Patients with one edentulous arch opposed with a fully or partially dentate arch are quite often in clinical practice. The type of constructed prosthesis used to restore missing teeth in partially dentate arch (crowns, bridges, implant supported prosthesis) is affected when it is opposed by an edentulous arch ( restored with a complete denture)

One of the most difficult challenges in prosthodontics is the fabrication of complete denture opposing a dentate arch. Because we have a problem with the forces applied against the denture by the very much stronger opposing natural dentition. The principle challenge is how to stabilize the denture (to develop bilateral balanced occlusion) because if the denture tips and moves during function and particularly during parafunction rapid bone loss ensues.

Therefore we have a problem in bone resorption underneath the denture, this will compromise the support and tissues tend to become hyper mobile (fibrous tissues along the crest of the ridge) so it causes midline fracture of the denture and no matter how many times the patient will attend the clinic to repair the denture, it will fracture again.

So we need to understand the problems associated with applying a denture that is opposed by natural dentition:

1- The natural teeth are much stronger so they displace the opposing denture causing very severe resorption of the supporting bone leading to denture rocking and recurrent midline fracture.

When a patient comes to the clinic with one edentulous arch carefully examine the dentate arch for malposed, tipped or supraerupted teeth (before making impressions or starting trt) because the problem always starts from the dentate arch.

We don't expect people to extract all their teeth at the same time rather it takes separate extractions over a long period of time.

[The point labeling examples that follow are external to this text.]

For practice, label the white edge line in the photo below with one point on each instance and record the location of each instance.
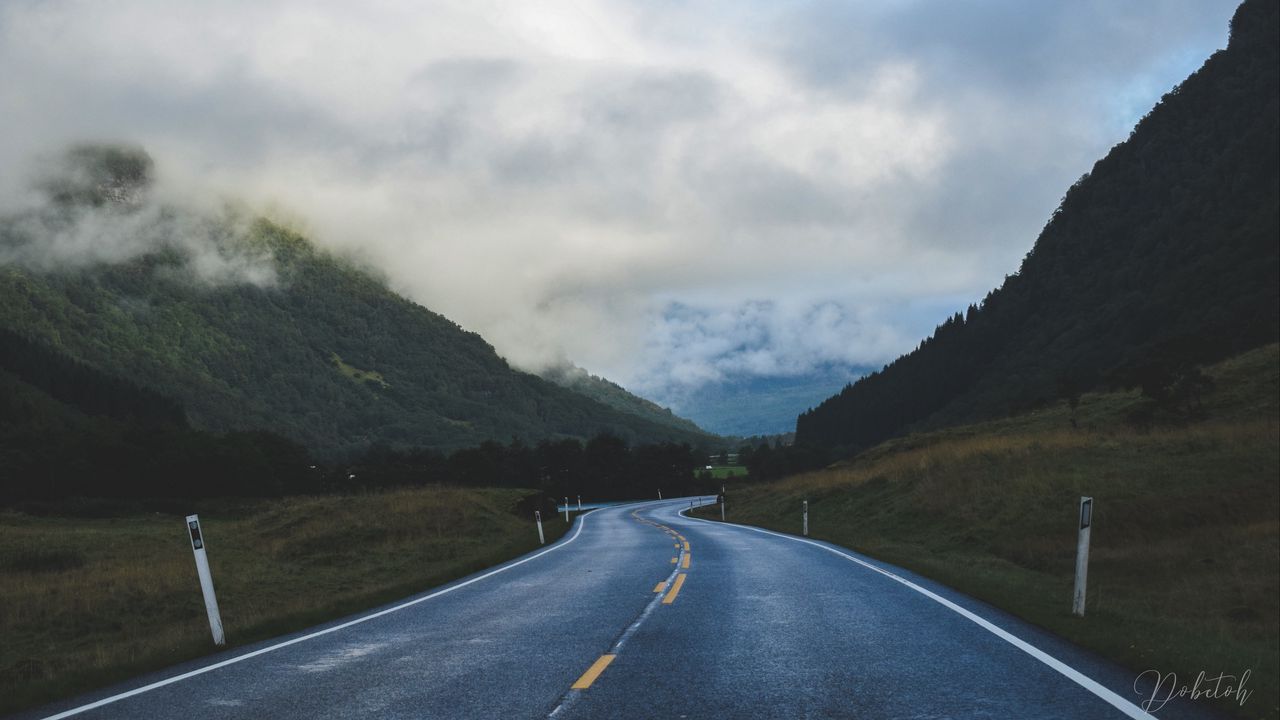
(318, 633)
(1063, 668)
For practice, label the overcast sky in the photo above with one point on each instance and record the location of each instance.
(662, 192)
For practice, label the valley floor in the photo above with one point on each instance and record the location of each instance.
(86, 601)
(1184, 568)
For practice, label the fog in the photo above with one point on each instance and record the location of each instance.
(663, 195)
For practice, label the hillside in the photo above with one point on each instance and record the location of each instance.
(606, 392)
(1183, 564)
(248, 327)
(1161, 258)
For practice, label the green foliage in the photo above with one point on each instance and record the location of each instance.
(282, 356)
(1165, 254)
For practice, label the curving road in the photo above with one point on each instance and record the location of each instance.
(643, 613)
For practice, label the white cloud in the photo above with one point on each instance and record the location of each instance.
(661, 194)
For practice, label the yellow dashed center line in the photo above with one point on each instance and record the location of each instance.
(593, 673)
(675, 589)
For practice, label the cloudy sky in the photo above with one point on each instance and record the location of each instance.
(667, 194)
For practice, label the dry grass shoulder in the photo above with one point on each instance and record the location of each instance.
(90, 601)
(1184, 570)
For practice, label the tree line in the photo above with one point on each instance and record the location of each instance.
(1160, 259)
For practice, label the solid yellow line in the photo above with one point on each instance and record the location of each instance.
(593, 673)
(675, 589)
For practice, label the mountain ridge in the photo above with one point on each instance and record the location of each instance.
(1162, 258)
(250, 326)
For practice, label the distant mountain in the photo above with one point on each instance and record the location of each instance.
(1162, 258)
(755, 405)
(615, 396)
(248, 326)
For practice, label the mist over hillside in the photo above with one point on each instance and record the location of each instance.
(248, 326)
(1164, 256)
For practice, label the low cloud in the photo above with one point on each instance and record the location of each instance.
(80, 213)
(659, 194)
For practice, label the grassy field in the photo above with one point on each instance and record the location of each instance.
(88, 601)
(1184, 570)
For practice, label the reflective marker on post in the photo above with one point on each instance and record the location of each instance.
(1082, 556)
(206, 579)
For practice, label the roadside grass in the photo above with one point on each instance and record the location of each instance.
(85, 602)
(728, 472)
(1184, 565)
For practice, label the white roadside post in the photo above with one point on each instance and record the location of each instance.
(206, 579)
(1082, 556)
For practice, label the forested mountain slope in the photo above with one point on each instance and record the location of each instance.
(1164, 256)
(248, 326)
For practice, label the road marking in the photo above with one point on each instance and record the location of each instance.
(1063, 668)
(593, 673)
(675, 589)
(581, 523)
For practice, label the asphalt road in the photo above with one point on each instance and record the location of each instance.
(643, 613)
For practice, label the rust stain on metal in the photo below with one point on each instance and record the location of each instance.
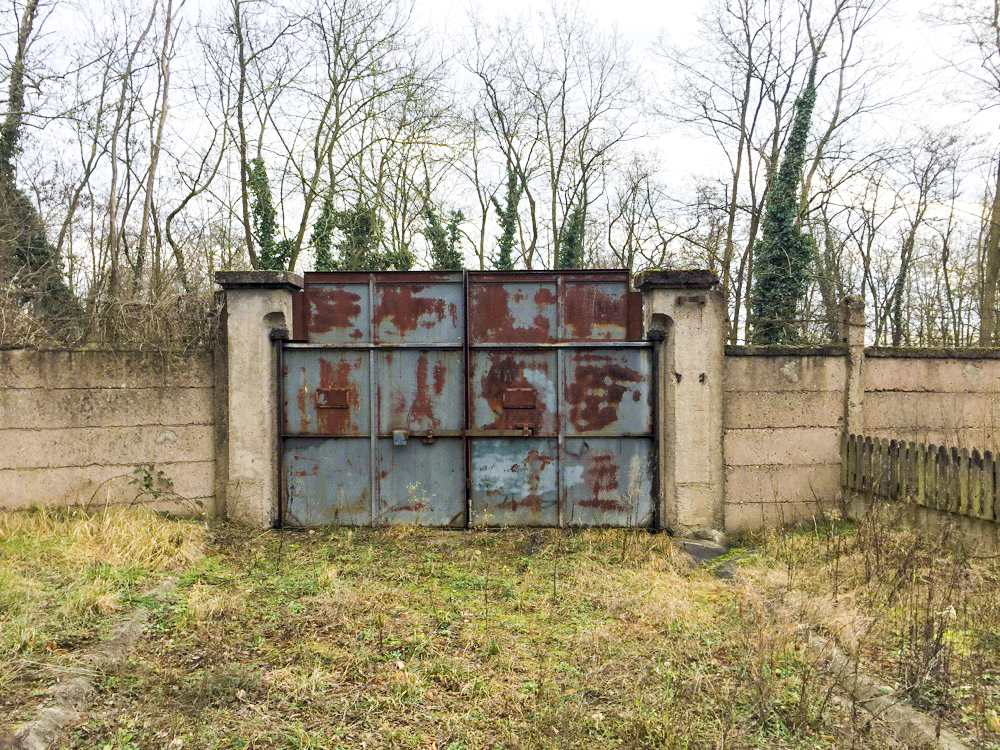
(423, 398)
(334, 309)
(494, 320)
(601, 476)
(498, 386)
(590, 313)
(408, 311)
(596, 391)
(302, 397)
(337, 376)
(534, 464)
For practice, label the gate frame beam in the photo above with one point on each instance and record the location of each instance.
(257, 306)
(684, 313)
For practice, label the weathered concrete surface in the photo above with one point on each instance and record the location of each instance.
(71, 694)
(257, 304)
(950, 401)
(783, 417)
(753, 372)
(932, 374)
(689, 312)
(751, 409)
(74, 425)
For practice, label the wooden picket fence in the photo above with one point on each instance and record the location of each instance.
(948, 479)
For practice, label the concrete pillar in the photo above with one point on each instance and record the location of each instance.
(685, 314)
(258, 307)
(852, 326)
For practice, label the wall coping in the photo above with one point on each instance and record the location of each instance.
(259, 280)
(909, 352)
(694, 278)
(786, 351)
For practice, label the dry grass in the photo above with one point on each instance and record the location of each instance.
(413, 638)
(64, 576)
(916, 607)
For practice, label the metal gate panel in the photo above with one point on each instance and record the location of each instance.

By the time one arch becomes edentulous you see an opposing dentate arch with irregular occlusal plane.

Teeth that lose their opposing neighbors over erupt.

Series of extractions followed by series of overeruptions of the opposing teeth causing irregularity of the occlusal plane is the core of the problem.

* unfortunately clinicians overlook this problem, they just start trt by taking impressions till the delivery of the denture to the patient with its occlusal plane inclined according to the irregularity of the opposing natural teeth.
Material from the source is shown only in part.